Das System SmiLE, das unter der wissenschaftlichen Leitung von Prof. Dr. Andreas Berl in Deggendorf entwickelt wird, soll dank dem Einsatz von KI-Methoden hochintelligentes Laden ermöglichen. Ein weiteres positives Merkmal des Projekts ist, dass zusätzlich auch das Management der Lade-Parkplätze im Sinne der Mitarbeiter geregelt wird und jeder entsprechend seinem Nutzungsprofil laden kann. Dabei vermeidet SmiLE Lastspitzen, optimiert die Verwendung der aus Erneuerbaren Energien selbst erzeugten Strommengen und berücksichtigt Batteriespeicher. Zusätzlich ermittelt das System den Zustand der Fahrzeugbatterien („State of Health“, Batteriegesundheit) und verbessert so die Langlebigkeit der Fahrzeuge.

Firmen müssen in Zukunft mit ganz verschiedenen Nutzungsprofilen innerhalb ihres Bestands an elektrischen Fahrzeugen umgehen lernen. Da gibt es den typischen Firmenwagen eines Mitarbeiters, der sein E-Auto morgens abstellt und abends wieder mitnimmt. Kundendienstfahrzeuge fahren ständig zwischen Firmenstandort und Kunde hin und her, und haben daher kurzfristigen Ladebedarf. Poolfahrzeuge und elektrische Busse sowie Transporter im Firmengelände haben wiederum andere Nutzungsprofile. 

Energiewirtschaftlich betrachtet geht es bei Firmenflotten um die Vermeidung von Lastspitzen, die sich auch negativ auf die Stromkosten des Unternehmens niederschlagen können. Wenn der Stromverbrauch Teil des gesamten Stromtarifs einer Firma ist, besteht die Gefahr, dass durch unvorhergesehene Lastspitzen eine vertraglich vereinbarte Jahreshöchstlast überschritten wird – was bei großen Installationen zu Aufpreisen von mehreren hunderttausend Euro führen kann.

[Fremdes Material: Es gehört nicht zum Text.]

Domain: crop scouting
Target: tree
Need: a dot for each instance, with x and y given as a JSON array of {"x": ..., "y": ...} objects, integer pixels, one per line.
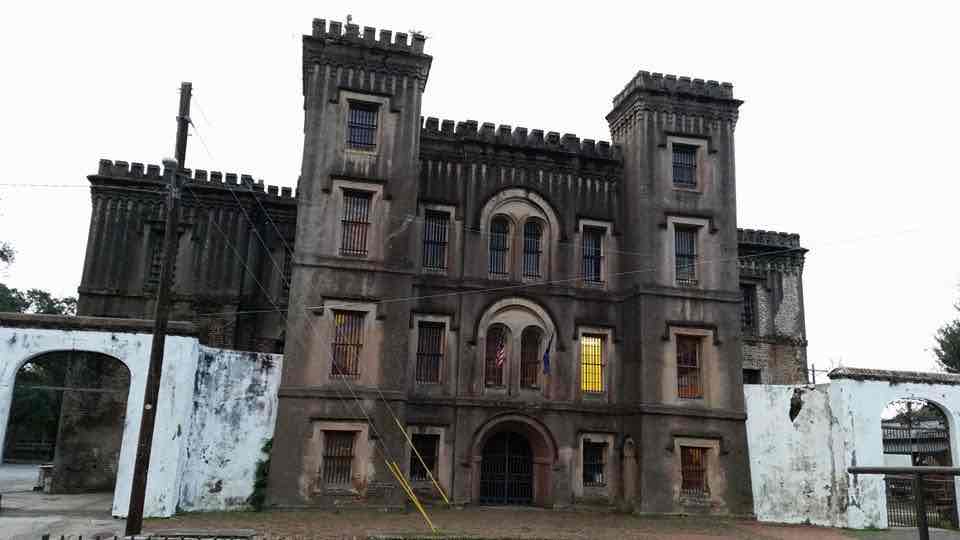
[{"x": 947, "y": 348}]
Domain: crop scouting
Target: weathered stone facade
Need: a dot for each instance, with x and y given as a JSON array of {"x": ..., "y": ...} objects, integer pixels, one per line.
[{"x": 548, "y": 245}]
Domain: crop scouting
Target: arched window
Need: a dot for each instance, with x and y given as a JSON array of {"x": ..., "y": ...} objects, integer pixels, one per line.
[
  {"x": 499, "y": 246},
  {"x": 530, "y": 356},
  {"x": 532, "y": 248},
  {"x": 496, "y": 356}
]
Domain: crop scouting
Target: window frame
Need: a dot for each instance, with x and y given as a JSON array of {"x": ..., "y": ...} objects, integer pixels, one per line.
[
  {"x": 439, "y": 237},
  {"x": 355, "y": 217},
  {"x": 359, "y": 123}
]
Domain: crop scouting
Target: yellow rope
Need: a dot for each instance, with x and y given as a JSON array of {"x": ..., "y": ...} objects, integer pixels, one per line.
[
  {"x": 395, "y": 469},
  {"x": 420, "y": 458}
]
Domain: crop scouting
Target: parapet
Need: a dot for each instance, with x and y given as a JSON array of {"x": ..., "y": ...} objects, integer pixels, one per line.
[
  {"x": 242, "y": 182},
  {"x": 351, "y": 33},
  {"x": 519, "y": 137},
  {"x": 672, "y": 84},
  {"x": 768, "y": 238}
]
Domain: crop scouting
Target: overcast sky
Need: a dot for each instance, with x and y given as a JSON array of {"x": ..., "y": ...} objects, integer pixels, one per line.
[{"x": 847, "y": 136}]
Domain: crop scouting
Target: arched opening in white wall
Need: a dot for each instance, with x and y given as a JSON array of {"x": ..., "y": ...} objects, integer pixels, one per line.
[
  {"x": 916, "y": 432},
  {"x": 67, "y": 416}
]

Deshalb bedarf es eines intelligenten Lademanagement-Systems, welches auf der einen Seite die benötigte Ladeleistung und Standzeit der Nutzer erfassen und auf der anderen Seite den Energiebezug im Unternehmen im Blick behalten kann, um eine ungesteuerte Lastspitze durch die Elektromobilität zu verhindern.

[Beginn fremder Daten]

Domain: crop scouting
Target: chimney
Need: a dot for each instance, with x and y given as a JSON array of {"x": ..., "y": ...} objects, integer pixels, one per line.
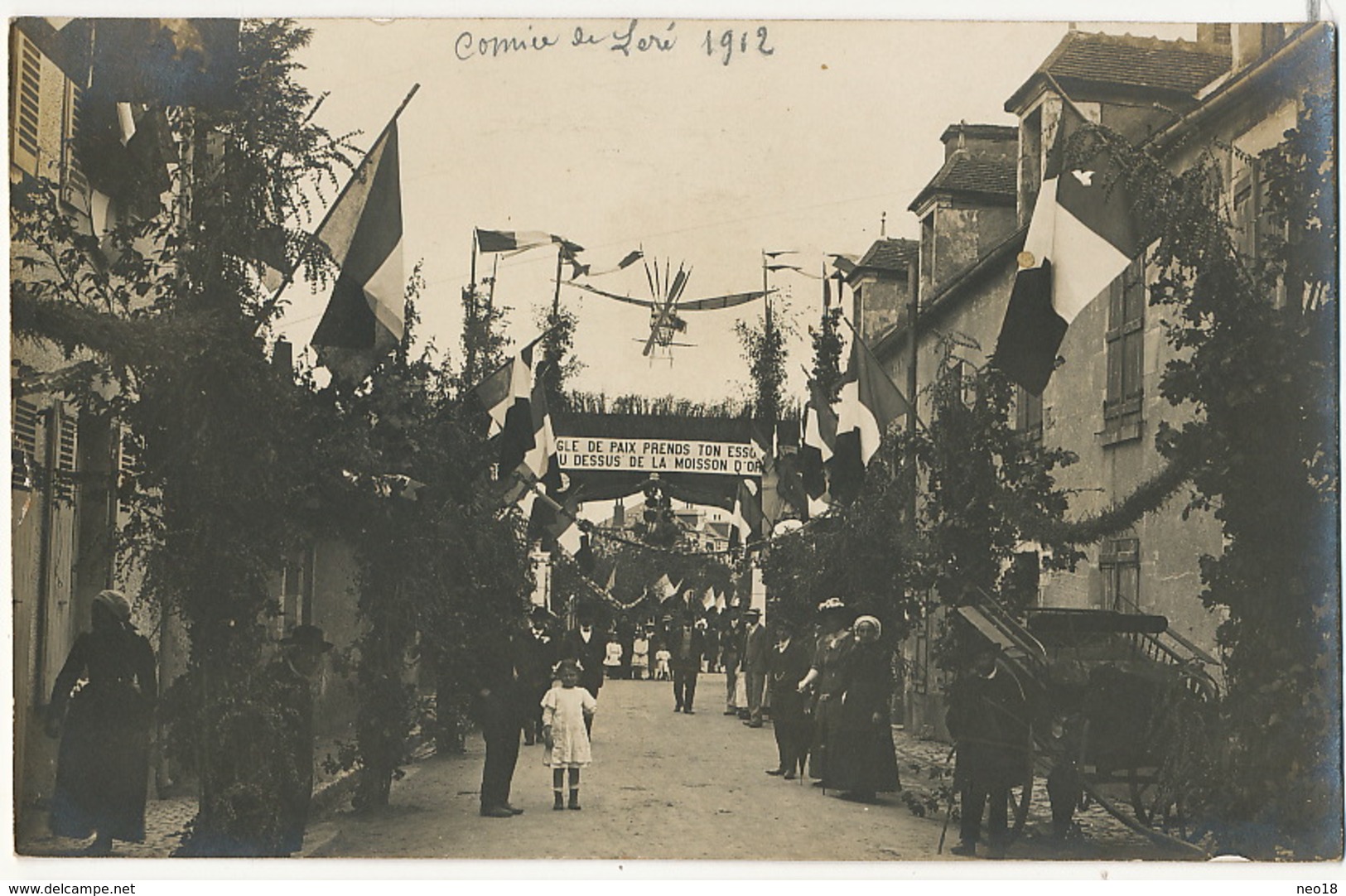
[{"x": 283, "y": 355}]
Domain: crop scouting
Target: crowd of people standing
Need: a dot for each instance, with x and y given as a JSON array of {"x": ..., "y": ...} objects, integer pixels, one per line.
[{"x": 824, "y": 686}]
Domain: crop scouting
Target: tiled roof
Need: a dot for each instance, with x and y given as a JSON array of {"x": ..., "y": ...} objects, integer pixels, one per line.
[
  {"x": 964, "y": 172},
  {"x": 1178, "y": 66},
  {"x": 890, "y": 254}
]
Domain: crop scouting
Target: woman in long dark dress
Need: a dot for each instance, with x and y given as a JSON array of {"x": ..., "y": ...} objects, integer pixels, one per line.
[
  {"x": 861, "y": 751},
  {"x": 827, "y": 676},
  {"x": 101, "y": 708}
]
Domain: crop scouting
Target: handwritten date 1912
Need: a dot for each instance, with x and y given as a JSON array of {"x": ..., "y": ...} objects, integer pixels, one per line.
[{"x": 725, "y": 43}]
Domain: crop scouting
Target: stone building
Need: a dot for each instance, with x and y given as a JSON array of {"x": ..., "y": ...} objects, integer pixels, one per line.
[
  {"x": 1231, "y": 93},
  {"x": 68, "y": 463}
]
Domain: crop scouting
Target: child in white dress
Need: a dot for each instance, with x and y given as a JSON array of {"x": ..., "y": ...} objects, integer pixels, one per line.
[{"x": 566, "y": 708}]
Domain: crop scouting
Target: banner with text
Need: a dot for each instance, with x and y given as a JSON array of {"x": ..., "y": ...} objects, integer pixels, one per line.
[{"x": 657, "y": 455}]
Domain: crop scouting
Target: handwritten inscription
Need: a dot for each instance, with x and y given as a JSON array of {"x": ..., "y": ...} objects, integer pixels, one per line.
[{"x": 633, "y": 39}]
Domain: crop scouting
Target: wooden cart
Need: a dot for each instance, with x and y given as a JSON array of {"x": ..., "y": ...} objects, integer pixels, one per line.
[{"x": 1117, "y": 711}]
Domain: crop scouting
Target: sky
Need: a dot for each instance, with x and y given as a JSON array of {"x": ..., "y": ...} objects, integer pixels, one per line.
[{"x": 813, "y": 139}]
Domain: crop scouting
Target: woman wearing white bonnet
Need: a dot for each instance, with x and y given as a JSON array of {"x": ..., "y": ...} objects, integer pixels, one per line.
[{"x": 103, "y": 764}]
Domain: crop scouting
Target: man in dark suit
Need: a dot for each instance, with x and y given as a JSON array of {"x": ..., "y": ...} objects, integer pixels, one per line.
[
  {"x": 789, "y": 662},
  {"x": 757, "y": 653},
  {"x": 499, "y": 700},
  {"x": 687, "y": 643},
  {"x": 587, "y": 646},
  {"x": 988, "y": 721},
  {"x": 536, "y": 654}
]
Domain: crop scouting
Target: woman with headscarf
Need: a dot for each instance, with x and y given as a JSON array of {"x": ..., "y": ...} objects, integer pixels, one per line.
[
  {"x": 101, "y": 708},
  {"x": 825, "y": 677},
  {"x": 863, "y": 760}
]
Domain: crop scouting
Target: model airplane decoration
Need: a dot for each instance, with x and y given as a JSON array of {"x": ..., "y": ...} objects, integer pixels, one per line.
[{"x": 667, "y": 303}]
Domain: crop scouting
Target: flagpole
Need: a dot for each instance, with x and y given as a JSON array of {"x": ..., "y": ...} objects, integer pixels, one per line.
[
  {"x": 290, "y": 275},
  {"x": 556, "y": 295},
  {"x": 471, "y": 280}
]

„Nach einer knapp einjährigen Evaluationsphase sind wir jetzt in der Lage, den Parkplatzbedarf unterschiedlicher Nutzergruppen bei der Firma mittels Machine Learning vorhersagen zu können. Das ist ein Schritt hin zur Optimierung der Ladevorgänge unter Einbeziehung des aktuellen Energieverbrauchs in der Firma“, erklärt Dr. Andreas Berl, Professor für Angewandte Informatik an der TH Deggendorf.

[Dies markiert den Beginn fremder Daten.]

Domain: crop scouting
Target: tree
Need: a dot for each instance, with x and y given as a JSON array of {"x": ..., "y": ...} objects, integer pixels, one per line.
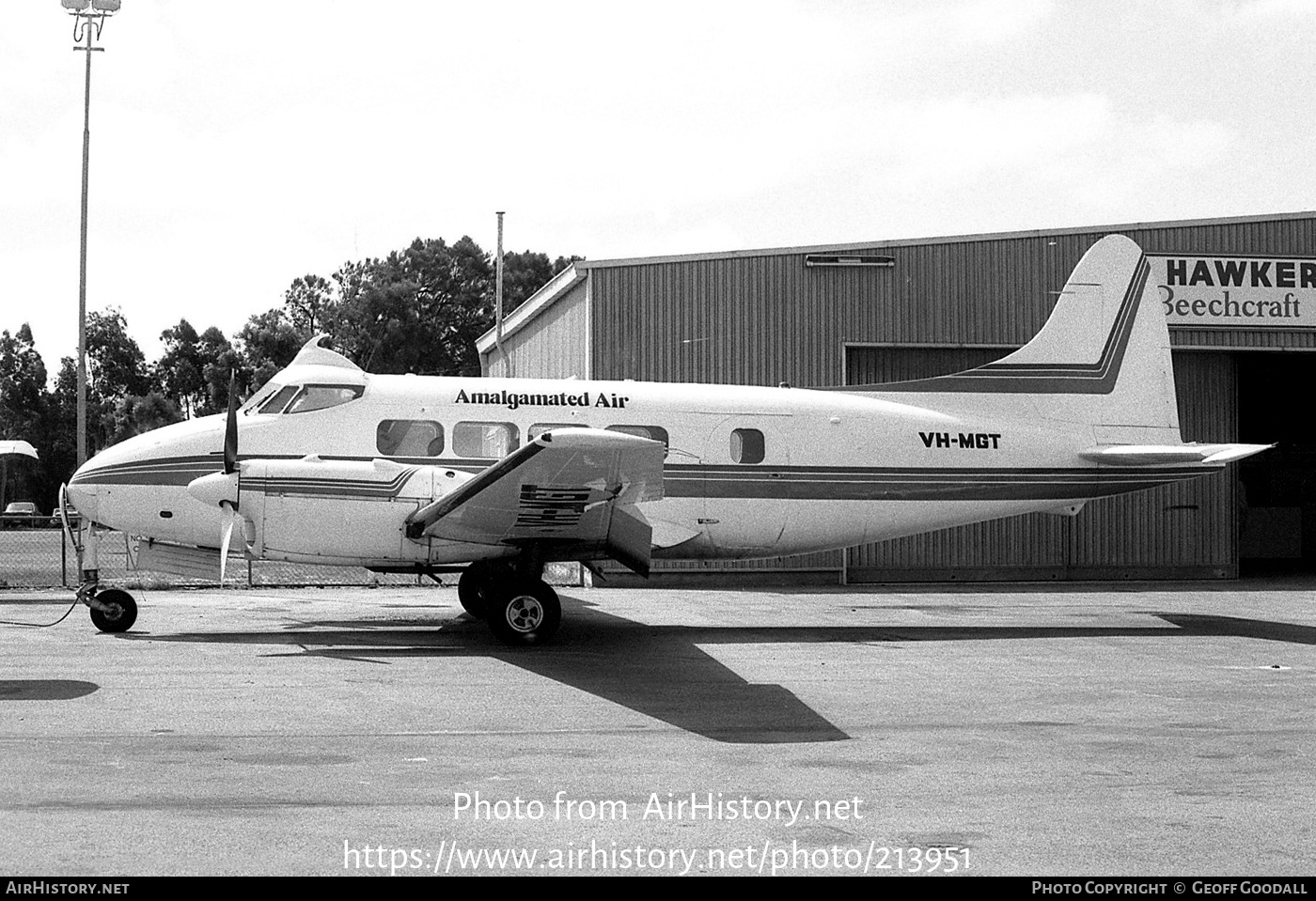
[
  {"x": 23, "y": 384},
  {"x": 416, "y": 311},
  {"x": 269, "y": 342},
  {"x": 180, "y": 367},
  {"x": 23, "y": 411},
  {"x": 306, "y": 302},
  {"x": 116, "y": 365},
  {"x": 134, "y": 414}
]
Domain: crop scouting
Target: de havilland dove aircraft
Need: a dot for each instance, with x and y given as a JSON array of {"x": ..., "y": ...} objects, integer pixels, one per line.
[{"x": 421, "y": 474}]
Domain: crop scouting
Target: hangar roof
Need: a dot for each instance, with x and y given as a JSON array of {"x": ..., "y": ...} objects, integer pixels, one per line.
[{"x": 576, "y": 272}]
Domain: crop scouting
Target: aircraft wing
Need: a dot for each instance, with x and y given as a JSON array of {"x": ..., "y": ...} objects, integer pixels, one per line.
[
  {"x": 574, "y": 489},
  {"x": 1168, "y": 454}
]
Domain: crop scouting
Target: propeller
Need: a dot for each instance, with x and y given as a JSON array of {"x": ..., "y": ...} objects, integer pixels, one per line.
[{"x": 224, "y": 489}]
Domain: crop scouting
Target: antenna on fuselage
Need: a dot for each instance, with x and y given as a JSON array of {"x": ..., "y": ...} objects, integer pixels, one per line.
[{"x": 497, "y": 302}]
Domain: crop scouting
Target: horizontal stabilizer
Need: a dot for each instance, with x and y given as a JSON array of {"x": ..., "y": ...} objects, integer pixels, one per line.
[{"x": 1170, "y": 454}]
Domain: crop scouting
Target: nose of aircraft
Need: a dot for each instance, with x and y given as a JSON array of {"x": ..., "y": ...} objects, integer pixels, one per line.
[{"x": 83, "y": 495}]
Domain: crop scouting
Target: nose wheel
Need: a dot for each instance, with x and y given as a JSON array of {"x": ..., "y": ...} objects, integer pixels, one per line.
[{"x": 114, "y": 611}]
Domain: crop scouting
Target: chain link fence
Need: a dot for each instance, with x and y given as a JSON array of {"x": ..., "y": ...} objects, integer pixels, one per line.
[{"x": 37, "y": 554}]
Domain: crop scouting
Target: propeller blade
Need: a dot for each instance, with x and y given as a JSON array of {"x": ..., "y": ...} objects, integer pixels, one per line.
[{"x": 230, "y": 427}]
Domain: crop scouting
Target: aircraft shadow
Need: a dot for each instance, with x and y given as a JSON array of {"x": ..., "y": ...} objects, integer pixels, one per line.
[
  {"x": 661, "y": 671},
  {"x": 45, "y": 690}
]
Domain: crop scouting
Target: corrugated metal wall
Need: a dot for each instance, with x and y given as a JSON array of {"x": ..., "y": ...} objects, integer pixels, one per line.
[
  {"x": 1183, "y": 530},
  {"x": 553, "y": 345},
  {"x": 765, "y": 318},
  {"x": 769, "y": 318}
]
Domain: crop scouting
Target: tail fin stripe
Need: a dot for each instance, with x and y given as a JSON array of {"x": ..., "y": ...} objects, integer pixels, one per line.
[{"x": 1095, "y": 378}]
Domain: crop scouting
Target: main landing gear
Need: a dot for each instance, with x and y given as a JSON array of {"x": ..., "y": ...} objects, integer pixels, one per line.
[{"x": 515, "y": 601}]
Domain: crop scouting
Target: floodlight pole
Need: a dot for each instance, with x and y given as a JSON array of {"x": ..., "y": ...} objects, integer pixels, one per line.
[{"x": 86, "y": 26}]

„Es ist für uns sehr spannend, unsere Erfahrung mit intelligentem Laden in das Projekt SmiLE einzubringen“, ergänzt Helene Strunz, Projektmanagerin bei der Mer Solutions GmbH. „Wir verfügen mit eeFlat Neo bereits über ein System, das zeitgesteuert laden kann. Das last- und bedarfsgerechte Laden ist für uns der nächste Schritt zu einem smarten Ladekonzept für die Infrastruktur am Unternehmensstandort.“

„Mer will durch die Verbindung von E-Mobilität mit dem Ausbau erneuerbarer Energien die Energie- und Mobilitätswende in Europa vorantreiben. Mit dem System SmiLE und dem Anschluss der Ladeinfrastruktur an die smarten Stromnetze der Zukunft entwickeln wir Lösungen für die Herausforderungen unserer Zeit“, so Otto Loserth, Geschäftsführer der Mer Germany GmbH.